– Я только-только закончила очередную схватку на мечах, когда Пэйону доложили, что кто-то из членов Алиса устроил страшный погром в трактире. Это то заведение, что находится прямо над шпионским штабом. Мы поднялись наверх, но оказалось, что городская стража уже опередила нас: мужчину уволокли на улицу, чтобы казнить. Уличные прохожие стали зрителями к грандиозному представлению, которое подготовили солдаты прокуратора. Но в начале – короткая увертюра. Она сопровождалась криками, бранью и хрустом костей приговоренного. Он сопротивлялся. Наверное именно это и стало причиной тому, что его сочли мятежником. Приняли за нашего и обошлись с ним так, как обращаются… ну, сама знаешь… со всеми, кто выполз из «крысиных нор».
– Но он…
– Не был алисовцем. Да. – Огромный ком застревает в горле, но это не мешает продолжению истории: – Ты бы слышала, как отчаянно он клялся в том, что не имеет ничего общего с Алисом! Повторял, что они приняли его не за того. Ругался. И хоть его маленький мятеж длился недолго, но солдаты успели обесчестить мужчину на глазах у горожан. А потом один из них потянулся за мечом… Я не могла позволить лишить его жизни. Я не могла…

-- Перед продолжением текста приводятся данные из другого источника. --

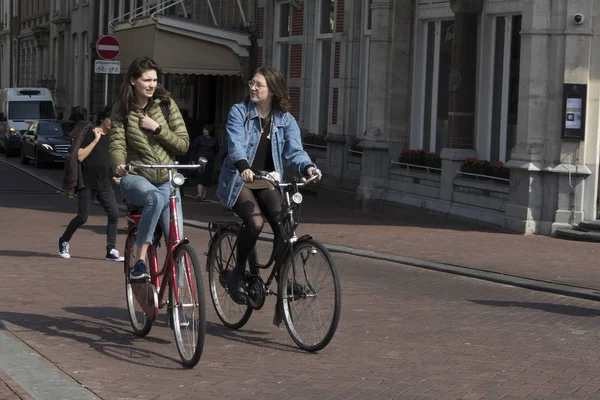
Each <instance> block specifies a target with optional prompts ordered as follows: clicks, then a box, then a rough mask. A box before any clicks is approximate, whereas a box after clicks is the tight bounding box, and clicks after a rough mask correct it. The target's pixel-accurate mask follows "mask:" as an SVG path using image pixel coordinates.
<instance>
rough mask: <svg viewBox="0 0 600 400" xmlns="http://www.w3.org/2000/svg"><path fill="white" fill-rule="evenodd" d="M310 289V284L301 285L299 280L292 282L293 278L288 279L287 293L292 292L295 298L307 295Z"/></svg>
mask: <svg viewBox="0 0 600 400" xmlns="http://www.w3.org/2000/svg"><path fill="white" fill-rule="evenodd" d="M309 291H310V288H309V287H308V285H301V284H299V283H298V282H292V280H291V279H290V280H288V285H287V293H286V294H287V295H288V296H289V295H290V294H291V295H292V296H294V299H299V298H301V297H305V296H306V295H307V294H308V292H309Z"/></svg>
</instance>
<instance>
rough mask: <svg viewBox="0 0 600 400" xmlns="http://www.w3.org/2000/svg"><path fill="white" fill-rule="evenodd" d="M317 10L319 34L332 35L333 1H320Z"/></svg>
mask: <svg viewBox="0 0 600 400" xmlns="http://www.w3.org/2000/svg"><path fill="white" fill-rule="evenodd" d="M320 8H321V9H320V10H319V33H321V34H323V33H333V30H334V28H335V14H334V9H335V1H334V0H322V1H321V2H320Z"/></svg>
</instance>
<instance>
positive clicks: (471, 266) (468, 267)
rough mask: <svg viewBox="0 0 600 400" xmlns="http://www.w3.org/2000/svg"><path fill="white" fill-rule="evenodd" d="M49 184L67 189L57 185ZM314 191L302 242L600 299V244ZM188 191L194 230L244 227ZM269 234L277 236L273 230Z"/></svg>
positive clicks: (189, 213) (304, 225)
mask: <svg viewBox="0 0 600 400" xmlns="http://www.w3.org/2000/svg"><path fill="white" fill-rule="evenodd" d="M60 172H61V171H58V173H59V174H60ZM15 173H19V174H21V173H22V172H17V170H15ZM45 179H46V180H48V179H50V178H48V177H47V176H46V178H45ZM23 180H24V181H26V182H29V181H33V179H32V178H27V179H25V178H23ZM47 183H48V184H50V185H52V186H54V187H55V188H60V182H59V181H58V179H54V180H50V181H48V182H47ZM314 188H316V192H314V191H312V190H311V191H308V192H305V193H304V202H303V204H302V210H301V218H300V225H299V227H298V230H297V233H298V235H302V234H311V235H312V236H313V237H314V238H315V239H317V240H319V241H321V242H323V243H326V244H329V245H333V246H343V247H344V248H351V249H355V250H357V251H355V253H356V254H357V255H359V254H360V252H363V253H362V254H363V255H365V254H369V253H364V252H375V253H377V254H378V255H383V256H390V257H396V258H397V259H398V260H400V261H399V262H402V263H405V264H419V261H421V262H432V263H436V264H443V265H446V266H460V267H465V268H469V269H474V270H477V271H484V272H492V273H496V274H502V275H508V276H515V277H522V278H527V279H533V280H538V281H545V282H552V283H555V284H561V285H571V286H576V287H582V288H588V289H593V290H594V291H595V290H598V291H599V294H598V295H599V296H600V274H598V273H597V272H596V269H597V268H596V265H595V262H596V259H595V258H596V256H597V255H598V253H597V251H598V250H597V249H598V248H599V247H598V244H596V243H590V242H576V241H568V240H563V239H556V238H552V237H548V236H536V235H519V234H512V233H507V232H502V231H499V230H497V229H493V228H490V227H488V226H485V225H483V224H480V223H477V222H473V221H468V220H464V219H458V218H454V217H447V216H445V215H441V214H436V213H431V212H428V211H426V210H423V209H416V208H408V207H407V208H405V209H399V210H398V212H397V213H395V214H393V215H392V214H386V215H383V214H377V213H367V212H361V211H358V210H356V209H355V201H354V198H353V196H352V195H350V194H347V193H340V192H335V191H332V190H330V189H322V188H319V187H318V184H317V185H315V186H314ZM184 189H185V193H186V195H185V196H184V217H185V220H186V222H188V223H190V224H191V225H192V226H197V227H201V228H205V227H206V225H207V222H209V221H213V220H231V221H236V220H238V219H237V217H235V216H234V214H233V212H231V211H227V210H225V209H224V208H223V206H222V205H220V204H219V203H218V202H217V201H216V198H215V196H214V187H213V188H212V190H211V192H210V193H209V199H210V200H209V201H205V202H197V201H196V200H195V199H194V198H193V197H192V196H191V195H195V194H196V193H195V187H190V186H186V187H185V188H184ZM73 201H75V200H73ZM74 207H75V206H74ZM264 232H270V227H269V225H268V224H267V223H265V229H264ZM369 255H372V254H369ZM410 261H415V262H414V263H412V262H410ZM421 264H422V263H421ZM599 299H600V297H599Z"/></svg>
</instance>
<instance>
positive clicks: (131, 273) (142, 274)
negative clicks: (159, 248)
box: [129, 260, 150, 281]
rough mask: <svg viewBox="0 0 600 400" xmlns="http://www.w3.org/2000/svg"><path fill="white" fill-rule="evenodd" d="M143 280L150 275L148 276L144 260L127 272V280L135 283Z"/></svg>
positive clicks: (147, 273) (149, 276)
mask: <svg viewBox="0 0 600 400" xmlns="http://www.w3.org/2000/svg"><path fill="white" fill-rule="evenodd" d="M144 278H150V274H148V270H147V269H146V263H145V262H144V260H138V261H137V262H136V263H135V265H134V266H133V268H131V271H129V279H131V280H134V281H135V280H139V279H144Z"/></svg>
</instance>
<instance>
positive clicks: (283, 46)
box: [273, 0, 292, 81]
mask: <svg viewBox="0 0 600 400" xmlns="http://www.w3.org/2000/svg"><path fill="white" fill-rule="evenodd" d="M284 9H287V21H283V20H282V18H285V17H284V14H285V12H284ZM274 18H275V23H274V24H273V26H274V29H275V30H274V32H273V65H274V66H275V68H277V69H279V70H280V71H281V72H282V73H283V76H284V78H285V79H286V81H287V80H288V78H289V77H288V74H289V69H290V68H289V66H290V35H291V34H292V8H291V5H290V1H289V0H283V1H277V2H276V3H275V16H274ZM284 23H287V27H286V28H285V29H286V30H287V35H282V34H281V33H282V28H284V26H283V24H284ZM284 32H285V31H284ZM282 57H285V58H286V60H285V61H282Z"/></svg>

– Поэтому ты убила их? – это укор, подобный удару хлыста, пришедшегося прямо по сердцу.
– Я принесла смерть многим. Но ни один из числа убитых не знался с честью!
– Многие не понимают, какова значимость чести. Среди таких людей имеются даже наши с тобой братья и сестры.
– Речь идет о шпионах? Да, шпионы не смотрят в глаза противнику во время сражения и могут пустить стрелу из тени, но это обыкновенное невежество! Упрямое несоблюдение кодекса или невоспитанность! Во всяком случае, те солдаты – совсем другой разговор. – Я выталкиваю еще один ком из горла, но тщетно. Он не дает мне ни говорить, ни дышать. Моя речь становится обрывистой. Легкие колет. Слезы жгут глаза. – Они убивают потому, что в сущности являются настоящими чудовищами! Эти чудовища заслуживают смерти. А люди заслуживают жить и быть честными.
– Звучит так, как будто папа мог бы одобрить это.
Я не стану спрашивать, о ком из наших родителей говорит Айла. Они оба учили меня одному и тому же.
– А ты одобряешь мой поступок?.. – еле-еле выговариваю я. Ком разросся до неимоверных размеров.
– Я не могу судить, кто достоин жить, а кто умереть. Я просто надеюсь, что все это было не зря, и человек, ради которого ты сражалась, проживет свою жизнь с честью и достоинством. А еще, что и чести, и достоинства будет достаточно, чтобы однажды кто-нибудь не решил, что он заслуживает смерти.
Это последний удар, пришедший по моему искалеченному сердцу. «Неужели она имеет в виду, что я такое же чудовище, что и прокураторские стражи, отнимающие жизни у каждого, кто, по их мнению, ее не стоит?»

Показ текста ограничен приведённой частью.